"Laurent n’aurait pas dû avoir une dotation"

Christian Laporte Publié le - Mis à jour le

Belgique Entretien

L’historien Mark Van den Wijngaert a consacré plusieurs ouvrages et séries télé à la monarchie. Rencontre avec un observateur avisé.

Un prince critiqué par le gouvernement, le Parlement et par son père… C’est une situation unique dans notre Histoire ?

Elle l’est parce que le Roi a fait indirectement savoir qu’il ne pouvait pas accepter les écarts de son fils. Dans le passé, il a déjà sermonné à plus d’une reprise le prince Laurent par Premier ministre ou d’autres personnes interposées, mais ici il y a eu une confirmation officielle. Lorsque le prince Philippe a été mis en cause par le monde politique, le Premier Guy Verhofstadt fit une mise au point au Parlement à l’instigation ou en tout cas avec l’accord du Palais.

Le Palais réagit-il de la sorte parce qu’il y a un risque réel d’être entraîné dans une crise dont il se passerait bien ?

Les princes portent le nom de la famille royale et si l’un d’eux commet des impairs, cela se répercute sur la Maison royale. Les actes du prince Laurent nuisent à sa réputation, d’où la colère du Roi.

Tout ce que l’on vit aujourd’hui n’est-il pas aussi la conséquence d’une société beaucoup plus médiatique ?

C’est surtout sa dimension politique. Dans le passé, il y a eu des conflits sans conséquence car les princes rebelles n’avaient pas de dotations. Le financement public change la donne : ces dotations font aussi émerger une certaine responsabilité ministérielle et ceux qui en bénéficient doivent observer certaines lignes de conduite.

A l’exception bien sûr du premier (ou de la première) dans l’ordre de succession, les princes devraient donc pouvoir travailler ?
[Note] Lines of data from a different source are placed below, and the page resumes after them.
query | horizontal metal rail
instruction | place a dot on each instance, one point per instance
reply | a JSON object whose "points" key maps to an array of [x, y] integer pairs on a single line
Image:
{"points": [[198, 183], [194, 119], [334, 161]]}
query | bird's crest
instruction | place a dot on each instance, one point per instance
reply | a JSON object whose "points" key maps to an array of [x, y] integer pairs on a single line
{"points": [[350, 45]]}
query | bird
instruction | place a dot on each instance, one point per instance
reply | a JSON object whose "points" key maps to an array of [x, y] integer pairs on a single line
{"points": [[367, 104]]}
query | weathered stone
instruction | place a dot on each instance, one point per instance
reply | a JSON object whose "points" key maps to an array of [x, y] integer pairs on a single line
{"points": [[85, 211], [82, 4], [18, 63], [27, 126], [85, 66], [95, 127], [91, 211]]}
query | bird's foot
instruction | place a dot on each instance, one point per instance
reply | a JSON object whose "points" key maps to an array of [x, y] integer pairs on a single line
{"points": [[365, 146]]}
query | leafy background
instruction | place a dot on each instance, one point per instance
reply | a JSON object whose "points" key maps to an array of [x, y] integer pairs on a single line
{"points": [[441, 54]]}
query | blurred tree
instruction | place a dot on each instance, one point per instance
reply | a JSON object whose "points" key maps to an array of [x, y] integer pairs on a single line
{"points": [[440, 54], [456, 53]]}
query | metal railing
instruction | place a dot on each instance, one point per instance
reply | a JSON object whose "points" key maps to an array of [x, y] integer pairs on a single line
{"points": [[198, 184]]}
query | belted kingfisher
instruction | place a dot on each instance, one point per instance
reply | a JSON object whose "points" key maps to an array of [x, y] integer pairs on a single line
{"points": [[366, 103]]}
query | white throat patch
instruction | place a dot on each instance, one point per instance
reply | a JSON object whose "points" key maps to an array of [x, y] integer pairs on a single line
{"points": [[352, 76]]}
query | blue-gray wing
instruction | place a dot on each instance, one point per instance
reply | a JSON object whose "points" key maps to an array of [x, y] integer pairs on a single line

Oui, mais nous sommes dans un cas d’école bien précis : Philippe, Astrid et Laurent reçoivent une dotation parce qu’ils sont les successeurs potentiels du Roi. Dans cette qualité-là, ils doivent être au seul service de la monarchie et du pays. Le cas du prince Philippe est plus particulier : avant la mort du roi Baudouin, il a eu des conseillers et les moyens afférents. Il y a une certaine similarité avec la Liste civile puisque sa dotation, qui a été augmentée lors de son mariage, lui permet de mener efficacement certaines missions. La dotation de Laurent ne répond pas à ces critères. Depuis l’abolition de la loi salique, il n’a cessé de reculer dans l’ordre de succession. On a toutefois voulu une certaine égalité entre les enfants d’Albert II. Lorsque la princesse Astrid a bénéficié aussi d’une dotation, en 1999, on pouvait se douter que le fils cadet demanderait un traitement équivalent. Avant de l’obtenir, on avait créé spécialement pour lui l’IRGT, l’Institut royal pour la gestion durable des ressources naturelles et la promotion des technologies propres. Mais des critiques se sont élevées; il fallait mettre Laurent sur le même pied que sa sœur. Ce choix fut mûri. Mais il y eut déjà un sérieux débat sur l’utilité d’une dotation pour lui. Et sur les conséquences possibles. Aujourd’hui, les enfants d’Astrid ont atteint ou vont atteindre l’âge adulte. Si on suit la logique, ils pourraient aussi revendiquer une dotation. On n’en sortira qu’avec une solution néerlandaise : outre-Moerdijk, seuls le chef de l’Etat, l’ancien chef de l’Etat et le prince héritier sont subventionnés. Les autres "royals" peuvent agir librement et n’ont pas de comptes à donner au gouvernement. Il faudra aussi renforcer la responsabilité politique pour le prince héritier.

Lorsque le prince Laurent a eu sa dotation, on a dit qu’il avait eu le soutien de la laïcité et de la franc-maçonnerie afin de contrecarrer l’influence catholique de Laeken.

On l’a dit ! Le Prince aime faire planer l’idée qu’il se sent proche de la libre-pensée. Lors de sa prestation de serment comme sénateur de droit, il avait émaillé son discours de références symboliques qui pouvaient renvoyer à cet univers-là. Le pense-t-il vraiment ou est-ce plutôt un jeu ? Je serais très surpris que la laïcité ait pris le Prince comme figure de proue. Je ne vois pas non plus les maçons le relier à leur combat. Le temps des liens avec les puissants est bel et bien fini. C’est assez impensable, mais Laurent a brouillé les cartes en s’entourant de personnalités liées au monde laïque, proches de l’ULB-VUB, comme pour montrer qu’il se distanciait de certain entourage catholique du Roi.